Quanto può incidere la psicolinguistica nell’ambito della comunicazione?
L’efficacia della comunicazione si valuta su 3 fattori chiave: il posizionamento del concetto merceologico nella mente del consumatore (il dove), il contenuto dell’advertising (il cosa) e il modo in cui ottimizzare l’efficacia dl messaggio (il come): la psicolinguistica studia questi tre fattori e soprattutto come a certi segni corrisponde la percezione collettiva di certi concetti e viceversa, secondo una logica emotiva estremamente precisa.
La psicolinguistica ha dimostrato che la psiche emotiva, indipendentemente dalla diversità del target, reagisce con le stesse dinamiche agli stimoli.
Aiutando a capire il posizionamento emotivo e gli effetti sulla psiche di tutti gli stimoli comunicazionali, fornisce un interessante contributo ad agenzie ed aziende nella messa a punto dei messaggi e nell’ottimizzazione della loro efficacia e degli investimenti in comunicazione, riducendo al minimo il margine di errore, perché individua per ogni concetto gli elementi emotivi costitutivi inconsci.
Ricordiamo che la psiche del consumatore può essere rappresentata come un iceberg: la parte visibile/razionale, che raffigura i bisogni espliciti e i comportamenti manifesti, non costituisce che il 30% rispetto ad un 70% di massa nascosta, che è la parte emozionale. La ricerca psicolinguistica studia le situazioni emotive alla base di quel 70% dei comportamenti umani.
Questo aspetto diviene fondamentale se si considera che un concetto positivo, se inserito in un contesto che suscita emozioni negative, può subire una perdita di ricordo pari al 50-60%. Intervenendo sugli elementi distonici del linguaggio è possibile modificare la reazione del pubblico e questo intervento si traduce in un aumento del ricordo e in definitiva del sell out.
Qual è stato il passo successivo alla psicolinguistica?

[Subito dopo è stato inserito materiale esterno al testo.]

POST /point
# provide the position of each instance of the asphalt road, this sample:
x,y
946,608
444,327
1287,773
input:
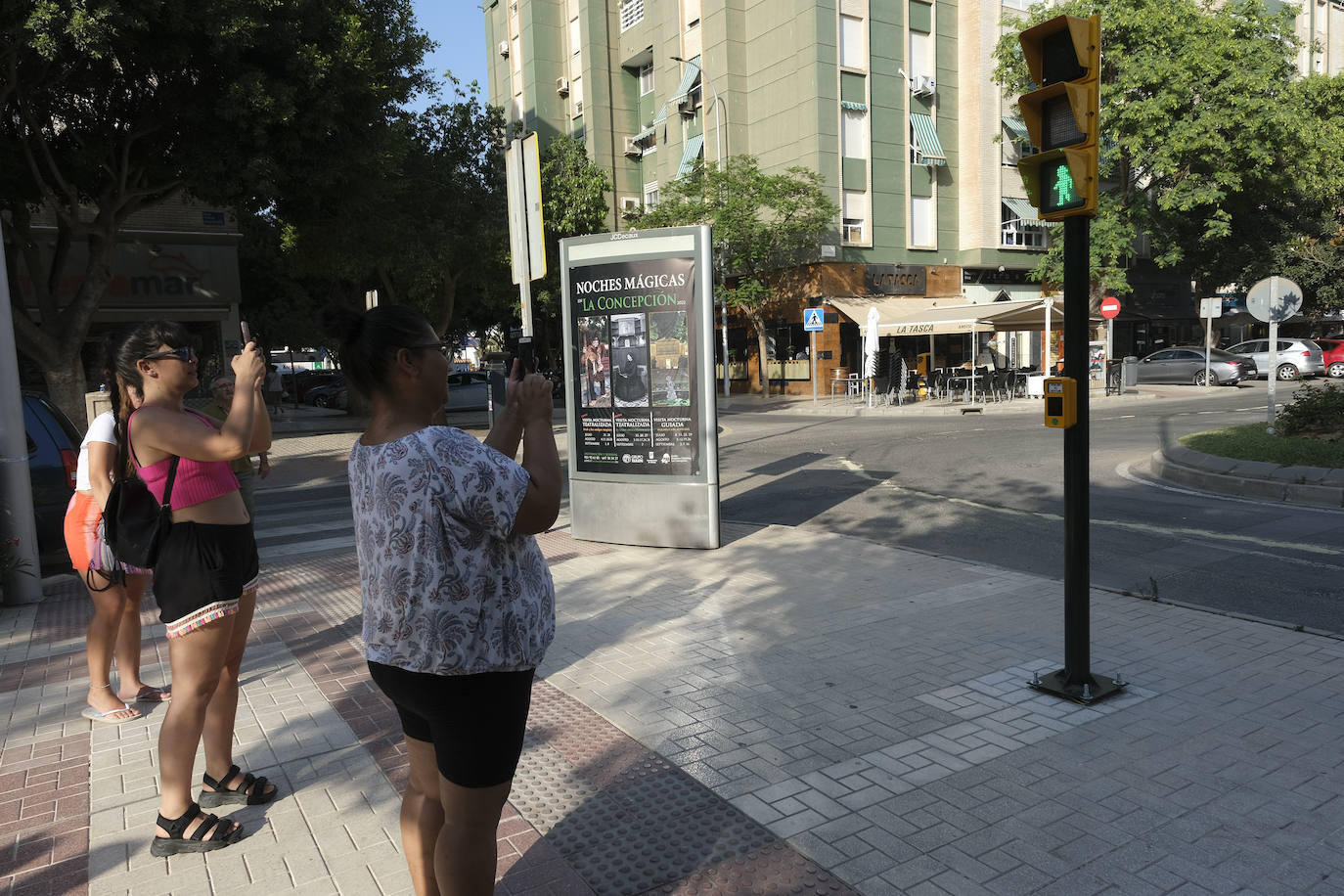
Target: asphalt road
x,y
991,489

Il campo delle ricerche sul consumatore si è in realtà rinnovato veramente poco nel corso degli ultimi anni, fatta eccezione per il neurobiomarketing: noi, dopo anni di indagini psicolinguistiche, siamo approdati ad un collaudo di questa nuova metodologia, riuscendo ad ottenere un risultato fruibile e utilizzabile quotidianamente.
Le rilevazioni attraverso le apparecchiature di neurobiomarketing rappresentano un dato significativo ed efficace, però, soltanto nel momento in cui sono associate alla ricerca psicolinguistica e oggi il neurobiomarketing rappresenta una delle frecce all’arco della ricerca, capace di dare risultati vincenti.

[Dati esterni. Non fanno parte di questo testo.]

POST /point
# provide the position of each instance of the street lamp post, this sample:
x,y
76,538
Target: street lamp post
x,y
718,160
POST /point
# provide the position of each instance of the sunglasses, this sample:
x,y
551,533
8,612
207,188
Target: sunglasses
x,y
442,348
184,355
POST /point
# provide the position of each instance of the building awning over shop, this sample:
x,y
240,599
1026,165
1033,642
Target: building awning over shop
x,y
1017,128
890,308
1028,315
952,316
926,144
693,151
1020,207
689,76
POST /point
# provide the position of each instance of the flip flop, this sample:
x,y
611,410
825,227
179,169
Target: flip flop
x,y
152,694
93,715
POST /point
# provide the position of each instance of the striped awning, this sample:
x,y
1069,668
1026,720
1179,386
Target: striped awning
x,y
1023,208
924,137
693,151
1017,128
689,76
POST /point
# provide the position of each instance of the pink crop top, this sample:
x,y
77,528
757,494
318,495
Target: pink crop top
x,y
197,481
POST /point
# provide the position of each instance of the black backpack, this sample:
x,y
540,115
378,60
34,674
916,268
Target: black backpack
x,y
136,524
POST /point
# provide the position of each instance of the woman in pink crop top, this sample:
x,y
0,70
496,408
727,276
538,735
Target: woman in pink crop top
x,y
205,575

Neuromarketing: in cosa consiste?
Neuromarketing International© è un nuovo sistema di ricerca che affonda le radici nel neurobiomarketing ed è finalizzato alla misurazione dell’attività emozionale e cognitiva del consumatore, da un punto di vista neurologico oltre che fisiologico, rilevando gli effetti frame by frame.

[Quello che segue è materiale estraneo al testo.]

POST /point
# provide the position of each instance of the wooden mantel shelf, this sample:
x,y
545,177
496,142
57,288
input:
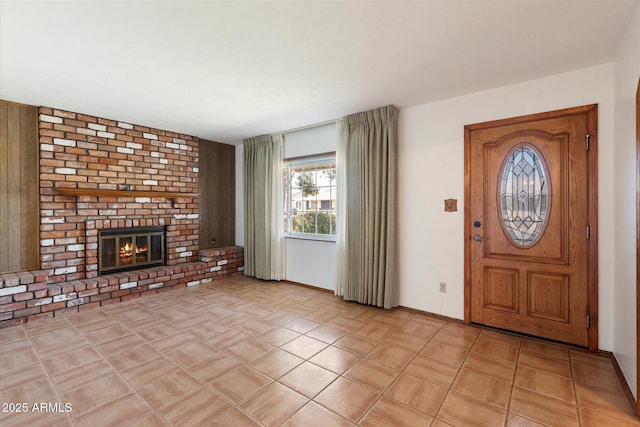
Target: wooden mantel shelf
x,y
123,193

Per mezzo di un elettroencefalografo, si misura l’attività elettrica cerebrale del soggetto sottoposto al test, mettendola in relazione con la variabile di marketing. Contemporaneamente si rilevano la frequenza del battito cardiaco con un elettrocardiogramma, le contrazioni muscolari del volto con un elettromiografo e il livello di sudorazione e le variazioni della temperatura cutanea con un elettrodermiografo. Infine, i dati ottenuti vengono confrontati e analizzati su base statistica: è una metodologia davvero innovativa.